Permissions, Roles & Attributes

New in version v0.9.0.

This page summarizes the different ways that Krill supports for restricting access to named users that login to Krill. For backward compatibility, users that authenticate with the secret token are given unrestricted access to Krill.


Internally within Krill each REST API endpoint requires the logged in user to have a specific Krill permission in order to execute the request.

User Attributes

User attributes are assigned by the identity provider, either in the krill.conf file for locally defined users, or in the management interface of the OpenID Connect provider that manages your users.


By default, user attributes and their values are shown in the Krill web user interface and the web user interface stores these attributes in browser local storage. To prevent sensitive attributes being revealed in the browser you can mark them as private. One possible use for this is to restrict access using the exc_cas attribute but not reveal the name of the restricted CA by doing so. See auth_private_attributes in krill.conf file for more information.

Role Based Access Control

At the highest level Krill can restrict access based on user roles. A role is a named collection of internal Krill permissions.
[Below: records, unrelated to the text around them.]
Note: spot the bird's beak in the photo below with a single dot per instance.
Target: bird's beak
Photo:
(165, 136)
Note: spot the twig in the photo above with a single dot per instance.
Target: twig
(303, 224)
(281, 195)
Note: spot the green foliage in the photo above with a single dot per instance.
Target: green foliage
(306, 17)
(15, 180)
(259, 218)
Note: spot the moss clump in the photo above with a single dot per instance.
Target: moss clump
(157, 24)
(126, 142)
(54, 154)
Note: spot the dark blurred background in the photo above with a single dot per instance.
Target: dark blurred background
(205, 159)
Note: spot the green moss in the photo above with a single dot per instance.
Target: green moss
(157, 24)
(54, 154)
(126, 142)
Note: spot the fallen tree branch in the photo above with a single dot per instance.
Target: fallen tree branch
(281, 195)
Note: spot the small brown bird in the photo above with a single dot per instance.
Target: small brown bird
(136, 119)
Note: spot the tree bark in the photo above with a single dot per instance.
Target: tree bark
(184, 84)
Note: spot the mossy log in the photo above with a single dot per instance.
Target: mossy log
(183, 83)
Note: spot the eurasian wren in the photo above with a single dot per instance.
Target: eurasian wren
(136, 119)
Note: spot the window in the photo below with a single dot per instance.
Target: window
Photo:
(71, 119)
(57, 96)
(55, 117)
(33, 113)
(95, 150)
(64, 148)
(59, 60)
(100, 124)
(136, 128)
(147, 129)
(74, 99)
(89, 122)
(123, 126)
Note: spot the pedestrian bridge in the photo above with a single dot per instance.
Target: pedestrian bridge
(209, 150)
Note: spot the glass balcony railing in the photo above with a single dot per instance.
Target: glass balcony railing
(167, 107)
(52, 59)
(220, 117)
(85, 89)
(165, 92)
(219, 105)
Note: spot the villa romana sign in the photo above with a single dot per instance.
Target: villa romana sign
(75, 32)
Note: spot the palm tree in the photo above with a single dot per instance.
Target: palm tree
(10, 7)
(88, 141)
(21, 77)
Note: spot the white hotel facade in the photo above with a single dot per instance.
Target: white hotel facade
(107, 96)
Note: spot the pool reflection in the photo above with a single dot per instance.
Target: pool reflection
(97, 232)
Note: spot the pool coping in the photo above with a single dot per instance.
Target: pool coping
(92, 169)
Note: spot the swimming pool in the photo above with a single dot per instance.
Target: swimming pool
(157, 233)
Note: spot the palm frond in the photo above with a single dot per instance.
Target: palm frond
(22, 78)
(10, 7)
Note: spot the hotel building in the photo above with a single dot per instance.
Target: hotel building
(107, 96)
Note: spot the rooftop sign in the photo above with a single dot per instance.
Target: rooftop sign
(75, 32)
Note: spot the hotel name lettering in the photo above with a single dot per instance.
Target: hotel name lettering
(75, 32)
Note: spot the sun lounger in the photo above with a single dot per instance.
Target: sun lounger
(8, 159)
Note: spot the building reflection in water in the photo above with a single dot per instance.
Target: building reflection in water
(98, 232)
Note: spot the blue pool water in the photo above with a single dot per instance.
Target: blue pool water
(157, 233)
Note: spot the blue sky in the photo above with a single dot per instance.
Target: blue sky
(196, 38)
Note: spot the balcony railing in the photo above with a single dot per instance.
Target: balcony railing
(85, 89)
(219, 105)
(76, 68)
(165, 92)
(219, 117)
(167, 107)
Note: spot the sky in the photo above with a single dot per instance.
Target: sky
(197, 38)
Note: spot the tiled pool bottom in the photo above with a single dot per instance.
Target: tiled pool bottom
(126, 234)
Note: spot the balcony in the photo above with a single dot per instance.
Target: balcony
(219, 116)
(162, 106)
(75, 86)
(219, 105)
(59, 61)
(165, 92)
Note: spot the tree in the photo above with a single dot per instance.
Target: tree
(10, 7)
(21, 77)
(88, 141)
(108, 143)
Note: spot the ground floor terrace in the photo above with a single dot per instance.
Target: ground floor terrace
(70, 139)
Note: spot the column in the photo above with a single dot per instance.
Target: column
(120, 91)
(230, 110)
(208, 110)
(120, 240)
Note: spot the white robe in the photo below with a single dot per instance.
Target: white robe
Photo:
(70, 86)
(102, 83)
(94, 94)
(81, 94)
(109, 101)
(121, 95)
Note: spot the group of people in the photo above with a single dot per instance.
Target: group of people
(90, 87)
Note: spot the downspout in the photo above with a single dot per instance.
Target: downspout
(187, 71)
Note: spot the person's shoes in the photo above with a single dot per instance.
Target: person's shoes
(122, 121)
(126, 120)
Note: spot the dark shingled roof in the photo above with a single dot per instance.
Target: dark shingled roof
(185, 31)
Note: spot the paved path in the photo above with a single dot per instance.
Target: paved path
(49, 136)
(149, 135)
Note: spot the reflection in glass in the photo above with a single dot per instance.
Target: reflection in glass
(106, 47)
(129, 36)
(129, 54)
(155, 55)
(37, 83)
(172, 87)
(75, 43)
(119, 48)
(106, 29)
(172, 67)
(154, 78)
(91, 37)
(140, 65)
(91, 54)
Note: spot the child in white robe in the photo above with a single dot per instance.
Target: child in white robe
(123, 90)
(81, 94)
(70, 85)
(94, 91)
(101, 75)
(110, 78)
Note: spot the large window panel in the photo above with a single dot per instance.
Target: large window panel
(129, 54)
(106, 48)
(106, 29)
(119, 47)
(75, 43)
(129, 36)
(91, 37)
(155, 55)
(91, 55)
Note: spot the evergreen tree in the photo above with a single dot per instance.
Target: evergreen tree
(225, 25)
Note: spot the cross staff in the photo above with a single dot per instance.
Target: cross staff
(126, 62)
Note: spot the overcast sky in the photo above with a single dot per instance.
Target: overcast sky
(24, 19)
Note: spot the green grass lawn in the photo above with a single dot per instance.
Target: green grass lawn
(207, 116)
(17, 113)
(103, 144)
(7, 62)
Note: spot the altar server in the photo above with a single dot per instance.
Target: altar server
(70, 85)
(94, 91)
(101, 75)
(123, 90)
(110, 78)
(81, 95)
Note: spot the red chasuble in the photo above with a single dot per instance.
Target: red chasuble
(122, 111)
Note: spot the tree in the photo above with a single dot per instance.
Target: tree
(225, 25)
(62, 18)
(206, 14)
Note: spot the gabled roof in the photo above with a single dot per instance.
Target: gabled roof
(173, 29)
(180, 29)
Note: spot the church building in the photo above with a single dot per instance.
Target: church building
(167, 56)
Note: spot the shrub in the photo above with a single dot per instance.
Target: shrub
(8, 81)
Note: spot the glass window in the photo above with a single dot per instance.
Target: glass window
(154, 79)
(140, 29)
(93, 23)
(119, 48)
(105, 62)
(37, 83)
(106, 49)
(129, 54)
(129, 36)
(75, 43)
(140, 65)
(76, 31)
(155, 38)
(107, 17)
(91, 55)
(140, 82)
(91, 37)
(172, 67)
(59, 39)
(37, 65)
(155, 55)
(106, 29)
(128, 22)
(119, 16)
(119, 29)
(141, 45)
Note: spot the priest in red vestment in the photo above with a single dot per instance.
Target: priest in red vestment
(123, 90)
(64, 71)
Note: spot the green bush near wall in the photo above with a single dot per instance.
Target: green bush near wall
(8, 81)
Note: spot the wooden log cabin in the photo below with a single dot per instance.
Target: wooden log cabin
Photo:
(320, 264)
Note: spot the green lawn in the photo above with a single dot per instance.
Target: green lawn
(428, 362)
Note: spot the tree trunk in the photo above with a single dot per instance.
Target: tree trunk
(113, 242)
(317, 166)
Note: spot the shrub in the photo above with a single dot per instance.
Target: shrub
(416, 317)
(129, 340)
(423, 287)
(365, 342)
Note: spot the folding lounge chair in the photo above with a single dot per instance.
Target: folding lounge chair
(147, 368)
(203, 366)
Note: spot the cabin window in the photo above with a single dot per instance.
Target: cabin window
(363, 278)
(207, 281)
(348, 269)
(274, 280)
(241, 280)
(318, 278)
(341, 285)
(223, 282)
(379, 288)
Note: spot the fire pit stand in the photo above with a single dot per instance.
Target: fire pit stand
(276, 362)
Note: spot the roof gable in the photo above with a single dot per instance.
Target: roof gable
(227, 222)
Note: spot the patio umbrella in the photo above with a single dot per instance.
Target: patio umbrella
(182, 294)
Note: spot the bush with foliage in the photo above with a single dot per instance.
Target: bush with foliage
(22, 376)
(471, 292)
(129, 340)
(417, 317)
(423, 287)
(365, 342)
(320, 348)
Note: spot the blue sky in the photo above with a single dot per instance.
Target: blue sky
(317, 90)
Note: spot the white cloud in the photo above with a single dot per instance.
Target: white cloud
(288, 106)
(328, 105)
By default Krill supports three roles which can be assigned to users. A user can only have one role at a time. A role is assigned to a user via the role user attribute (see below for more on attributes).

The default roles are:

  • admin : Grants users unrestricted access.

  • readwrite: Grants users the right to list, view and modify existing CAs.

  • readonly : Grants users the right to list and view CAs only.

Attribute Based Access Control

Krill supports inc_cas and exc_cas user attributes which can be used to permit or deny access to one or more Certificate Authorities in Krill. User attributes can also be used to make decisions in custom authorization policies.